Hashtags pique curiosity
Hashtags, especially trending ones, ignite curiosity, especially this campaign season according to Castillo and Cabbuag.
"It makes people think. It makes people ask questions. Say for example a Bongbong Marcos supporter who sees #LetLeniLead would want to know what is going on on the other side," Castillo said.
"Hashtags help a candidate or a concern to be identified. And if you're campaigning, you want something that people can use to identify you and identify themselves with you," Cabbuag said.
Take for example the tandem of Senators Panfilo Lacson and Vicente Sotto III who use #LacsonSottoTayo and #LacsonSotto2022 to embed their names in the mind of voters. Presidential candidate Manny Pacquiao uses the same strategy, capitalizing on his initials for his campaign hashtags such as #MP2022 and #PanaloAngMahirap.
In the same way that campaign jingles make voters remember candidates, hashtags help candidates boost their visibility.
"When a hashtag associated with a candidate becomes trending or viral, it increases the candidate's exposure," Castillo said. "Exposure brings more information to a person."

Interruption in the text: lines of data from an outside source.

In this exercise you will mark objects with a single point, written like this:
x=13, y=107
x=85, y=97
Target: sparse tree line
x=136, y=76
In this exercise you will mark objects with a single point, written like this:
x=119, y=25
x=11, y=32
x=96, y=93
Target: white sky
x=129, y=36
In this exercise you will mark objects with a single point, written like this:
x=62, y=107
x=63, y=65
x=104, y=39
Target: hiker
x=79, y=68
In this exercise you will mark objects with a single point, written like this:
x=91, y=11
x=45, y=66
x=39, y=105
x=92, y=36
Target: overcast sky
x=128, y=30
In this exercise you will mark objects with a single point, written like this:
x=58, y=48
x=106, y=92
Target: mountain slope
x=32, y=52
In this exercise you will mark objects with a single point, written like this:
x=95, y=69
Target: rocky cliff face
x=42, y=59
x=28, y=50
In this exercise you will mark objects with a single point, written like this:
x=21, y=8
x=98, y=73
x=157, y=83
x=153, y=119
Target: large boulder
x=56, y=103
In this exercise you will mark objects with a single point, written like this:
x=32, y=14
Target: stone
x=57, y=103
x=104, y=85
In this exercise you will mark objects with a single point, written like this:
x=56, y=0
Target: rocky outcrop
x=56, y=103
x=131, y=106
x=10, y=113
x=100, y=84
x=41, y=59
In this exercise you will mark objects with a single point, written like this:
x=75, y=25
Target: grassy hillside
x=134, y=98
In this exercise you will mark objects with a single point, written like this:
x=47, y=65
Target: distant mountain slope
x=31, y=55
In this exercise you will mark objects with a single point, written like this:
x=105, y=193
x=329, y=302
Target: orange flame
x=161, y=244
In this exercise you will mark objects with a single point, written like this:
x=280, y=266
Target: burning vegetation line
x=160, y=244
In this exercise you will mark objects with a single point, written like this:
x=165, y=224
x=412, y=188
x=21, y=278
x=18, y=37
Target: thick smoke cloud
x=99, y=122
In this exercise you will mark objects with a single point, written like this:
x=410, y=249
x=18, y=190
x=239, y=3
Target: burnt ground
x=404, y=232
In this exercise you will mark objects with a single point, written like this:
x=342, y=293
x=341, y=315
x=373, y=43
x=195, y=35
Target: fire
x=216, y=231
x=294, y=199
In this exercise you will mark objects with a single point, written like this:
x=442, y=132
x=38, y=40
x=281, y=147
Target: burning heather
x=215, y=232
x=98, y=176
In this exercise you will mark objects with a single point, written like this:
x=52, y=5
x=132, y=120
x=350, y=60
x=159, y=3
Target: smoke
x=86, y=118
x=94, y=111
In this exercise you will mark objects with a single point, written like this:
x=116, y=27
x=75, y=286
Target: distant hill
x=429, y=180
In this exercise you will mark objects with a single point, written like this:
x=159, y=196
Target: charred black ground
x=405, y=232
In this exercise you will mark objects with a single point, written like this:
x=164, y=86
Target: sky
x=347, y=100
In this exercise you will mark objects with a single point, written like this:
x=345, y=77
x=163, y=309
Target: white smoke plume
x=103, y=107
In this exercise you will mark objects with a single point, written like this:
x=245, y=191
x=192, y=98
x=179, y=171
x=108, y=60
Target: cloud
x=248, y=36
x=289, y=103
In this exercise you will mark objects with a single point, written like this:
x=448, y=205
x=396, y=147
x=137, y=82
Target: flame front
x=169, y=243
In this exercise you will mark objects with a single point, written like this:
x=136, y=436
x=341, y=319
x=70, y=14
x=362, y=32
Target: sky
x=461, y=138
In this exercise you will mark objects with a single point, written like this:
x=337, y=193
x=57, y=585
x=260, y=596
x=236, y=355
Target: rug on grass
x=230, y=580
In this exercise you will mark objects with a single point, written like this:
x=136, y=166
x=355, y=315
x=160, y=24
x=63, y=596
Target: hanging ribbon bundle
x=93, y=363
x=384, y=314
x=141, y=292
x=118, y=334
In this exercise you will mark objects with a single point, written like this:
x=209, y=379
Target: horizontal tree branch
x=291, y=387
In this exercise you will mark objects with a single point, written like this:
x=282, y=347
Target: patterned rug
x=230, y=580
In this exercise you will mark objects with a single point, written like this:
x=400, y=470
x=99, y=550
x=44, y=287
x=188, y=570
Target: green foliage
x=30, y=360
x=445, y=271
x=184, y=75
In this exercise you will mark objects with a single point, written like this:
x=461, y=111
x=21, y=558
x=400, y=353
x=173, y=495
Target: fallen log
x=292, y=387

Hashtags stir conversation
Hashtags provoke conversations online since it triggers people with different views to banter or debate online, according to Castillo and Cabbuag.
Take the start of the campaign period when supporters of presidential race frontrunner Marcos used #PulaAngKulayNgRosas in response to the #KulayRosasAngBukas campaign of Robredo supporters.
The conversation did not stop there with Robredo supporters responding with #PulaAngKulayNgMagnanakaw and #PulaAngKulayNgPosas.
"We are not passive consumers of information online. We can engage and these hashtags show how the people engage. That's why you often see yung mga tinatawag na 'bardagulan'," Cabbuag said.
"You can see the dynamic that people do with hashtags. If not discoursing, they're debating," Castillo added, warning that hashtags could be used to promote false information and boost the popularity of someone who should not be supported.
But this election season, regardless of the origins of a political hashtag, what matters is if it works for the purpose it is intended for according to Castillo.
"Regardless who came up with the hashtag, does it work? Pinipick-up ba siya ng mga tao? There's a lot of factors that come into play with that such as wittiness and how relatable it is for the audience," he said.
"The problem sometimes is that when something becomes viral or trending, there are people who would rely on popularity rather than the truth," he added.